「20歳のときに知っておきたかったこと」がベストセラーになった、起業家教育の第一人者による3冊目の本である。
基本理論である「インベンション・サイクル」は、今ひとつピンと来なかった。
しかし、情熱を持つためには、まずは「どっぷり浸かる」しかない、というのは面白い視点だ。
「20歳のときに知っておきたかったこと」では起業家的な心構え、「未来を発明するために今できること」では問題解決のツールがテーマだった。
本書では、ひらめきを形にするための明確なロードマップが提示されている。
本書の中心になるのは「インベンション・サイクル」である。
ひらめきを事業にするためには、想像力、クリエイティビティ、イノベーション、起業家精神というサイクルが必要になる、という理論だ。
「想像力」とは、存在しないものをイメージする力である。
好奇心を持って、とことんやってみることで想像力は養われる。
「クリエイティビティ」は、想像力を駆使して、課題を解決する。
「イノベーション」は、クリエイティビティを発揮して、ユニークな解決策を生み出す。
ここで生み出される解決策は、世界にとって斬新なアイディアである。
「起業家精神」は、ユニークなアイディアを現実の形にする。
紹介される事例は面白く、楽しく読める本なのだが、この基本理論は、分かるような分からないような、しっくりとこない感じである。

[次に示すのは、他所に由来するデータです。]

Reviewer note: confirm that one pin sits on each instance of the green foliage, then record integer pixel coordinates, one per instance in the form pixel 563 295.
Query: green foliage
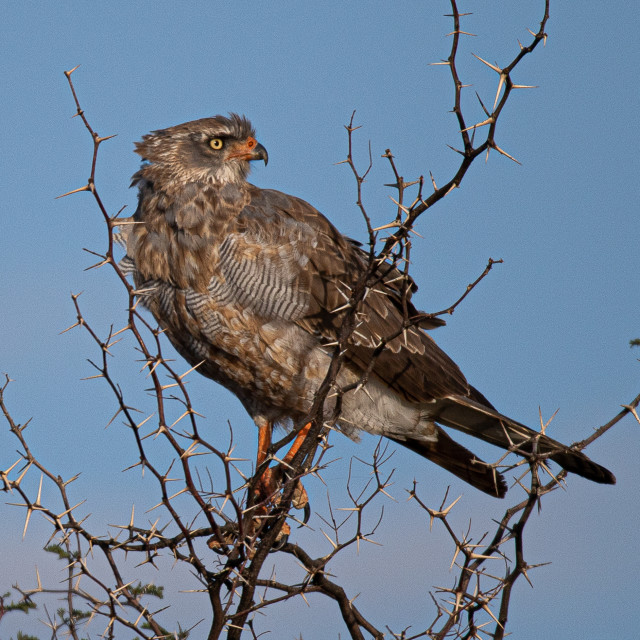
pixel 148 590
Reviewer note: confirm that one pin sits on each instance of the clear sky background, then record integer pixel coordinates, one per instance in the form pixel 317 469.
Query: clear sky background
pixel 549 329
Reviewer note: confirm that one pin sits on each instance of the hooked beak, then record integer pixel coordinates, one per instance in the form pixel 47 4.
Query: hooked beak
pixel 260 153
pixel 250 150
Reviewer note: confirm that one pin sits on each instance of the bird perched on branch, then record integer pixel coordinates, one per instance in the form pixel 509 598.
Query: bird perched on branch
pixel 254 285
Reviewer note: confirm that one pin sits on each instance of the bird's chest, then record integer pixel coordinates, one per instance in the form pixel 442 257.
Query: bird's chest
pixel 262 361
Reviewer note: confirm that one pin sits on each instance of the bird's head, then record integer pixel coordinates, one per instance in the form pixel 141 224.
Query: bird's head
pixel 215 150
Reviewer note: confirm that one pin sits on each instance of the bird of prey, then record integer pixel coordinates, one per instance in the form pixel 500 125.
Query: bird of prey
pixel 252 285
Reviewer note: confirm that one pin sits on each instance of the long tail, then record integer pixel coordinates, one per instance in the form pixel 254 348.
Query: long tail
pixel 453 457
pixel 484 422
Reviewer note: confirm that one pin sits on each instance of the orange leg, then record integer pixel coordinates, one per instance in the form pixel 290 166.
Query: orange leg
pixel 269 480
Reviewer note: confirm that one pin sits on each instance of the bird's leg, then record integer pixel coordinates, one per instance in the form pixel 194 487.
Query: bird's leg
pixel 269 481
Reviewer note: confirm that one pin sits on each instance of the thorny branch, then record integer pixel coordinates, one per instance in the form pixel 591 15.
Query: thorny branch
pixel 219 541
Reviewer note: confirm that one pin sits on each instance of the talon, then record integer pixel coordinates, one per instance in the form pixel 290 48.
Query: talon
pixel 228 535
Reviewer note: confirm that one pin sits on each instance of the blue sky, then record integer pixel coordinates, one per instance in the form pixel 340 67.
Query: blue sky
pixel 549 328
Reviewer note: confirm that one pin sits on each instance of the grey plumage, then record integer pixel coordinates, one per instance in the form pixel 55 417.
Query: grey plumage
pixel 251 280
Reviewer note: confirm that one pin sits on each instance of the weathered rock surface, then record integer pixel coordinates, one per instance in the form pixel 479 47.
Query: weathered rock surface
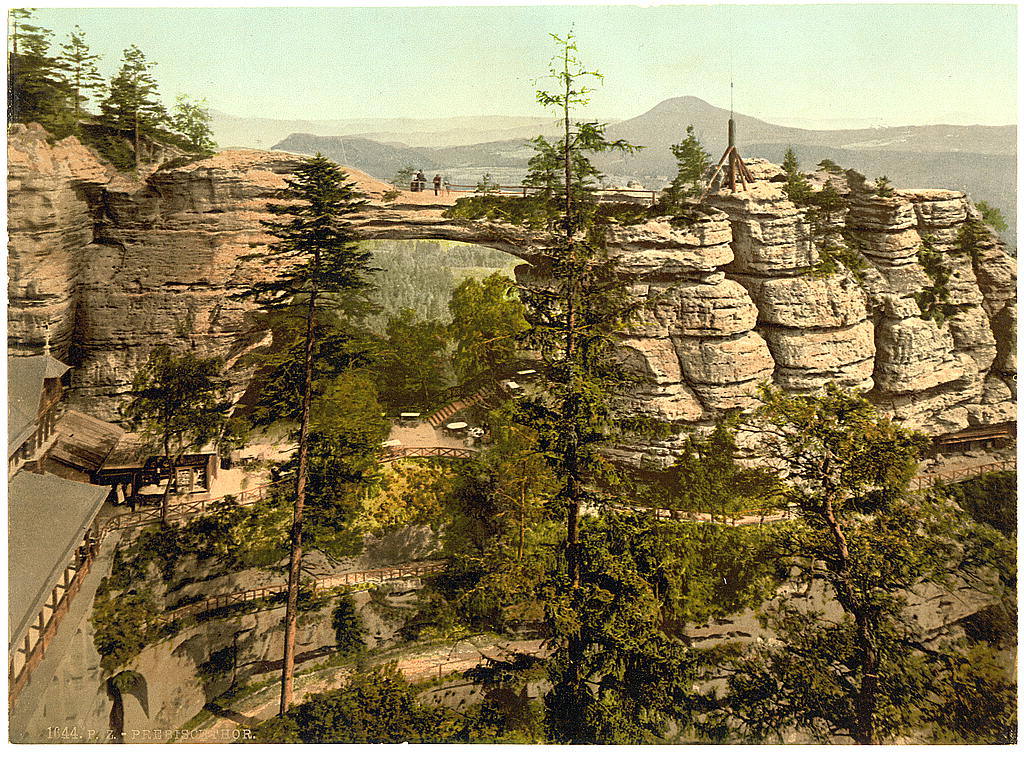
pixel 111 267
pixel 49 226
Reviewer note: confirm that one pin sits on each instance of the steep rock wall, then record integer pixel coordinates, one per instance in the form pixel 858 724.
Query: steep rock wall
pixel 118 266
pixel 868 332
pixel 50 227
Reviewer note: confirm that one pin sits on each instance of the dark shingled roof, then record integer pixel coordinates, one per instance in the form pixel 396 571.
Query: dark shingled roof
pixel 47 518
pixel 25 388
pixel 84 441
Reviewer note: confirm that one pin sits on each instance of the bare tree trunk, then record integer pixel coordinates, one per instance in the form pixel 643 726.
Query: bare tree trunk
pixel 165 502
pixel 295 561
pixel 865 699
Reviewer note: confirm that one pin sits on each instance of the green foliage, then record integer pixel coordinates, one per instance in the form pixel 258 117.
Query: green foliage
pixel 376 706
pixel 345 622
pixel 115 150
pixel 706 479
pixel 123 624
pixel 345 432
pixel 992 216
pixel 78 65
pixel 883 187
pixel 36 88
pixel 692 164
pixel 797 187
pixel 933 300
pixel 412 366
pixel 412 493
pixel 976 697
pixel 619 678
pixel 132 103
pixel 499 538
pixel 530 211
pixel 178 401
pixel 315 251
pixel 973 239
pixel 866 674
pixel 338 346
pixel 422 274
pixel 486 320
pixel 190 117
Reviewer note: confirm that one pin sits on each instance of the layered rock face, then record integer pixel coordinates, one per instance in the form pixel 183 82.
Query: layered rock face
pixel 693 341
pixel 49 224
pixel 110 267
pixel 167 265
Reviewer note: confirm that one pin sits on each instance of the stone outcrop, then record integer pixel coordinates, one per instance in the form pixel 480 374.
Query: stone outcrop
pixel 110 266
pixel 49 226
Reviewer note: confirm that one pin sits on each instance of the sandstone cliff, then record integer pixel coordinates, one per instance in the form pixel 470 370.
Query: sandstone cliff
pixel 110 267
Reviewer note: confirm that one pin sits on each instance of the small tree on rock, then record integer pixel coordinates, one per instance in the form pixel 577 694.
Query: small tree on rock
pixel 691 176
pixel 177 399
pixel 190 117
pixel 132 103
pixel 79 67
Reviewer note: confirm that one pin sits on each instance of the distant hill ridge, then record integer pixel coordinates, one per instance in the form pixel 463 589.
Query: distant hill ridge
pixel 978 159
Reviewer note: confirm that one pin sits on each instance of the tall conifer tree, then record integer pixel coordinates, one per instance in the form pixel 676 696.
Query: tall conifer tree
pixel 132 102
pixel 316 257
pixel 79 67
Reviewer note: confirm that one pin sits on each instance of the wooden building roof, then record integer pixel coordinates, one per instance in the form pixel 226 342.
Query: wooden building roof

各章の最後にある課題を着実にこなせば、腹に落ちるのかもしれない。
スコット・ハリソンの物語から学べる大切な教訓が2つあります。第一に、情熱は後からついてくるものであって、やってみるのが先だということです。実際に経験してみると、想像力が刺激され、自分はこうしたい、こうありたいといった最高のビジョンが天命だと思えたわけですが、そこに至るまでには何の予備知識もありませんでした。それは、誰しもおなじではないでしょうか。第二の教訓は、人生の舞台を決めるのは、私たち一人ひとりだということです。選択肢は無数にあり、どれを選ぶかは自分次第なのです。
私はこう返しました。「そこがポイントです。イノベーションはハードワークです、独創的なアイディアを生み出すには粘り強さが必要なのです」。そもそもハードな課題なのだとわかると、ほとんどのチームが本気を出し、産みの苦しみを乗り越えて100個以上のアイディアを出してきました。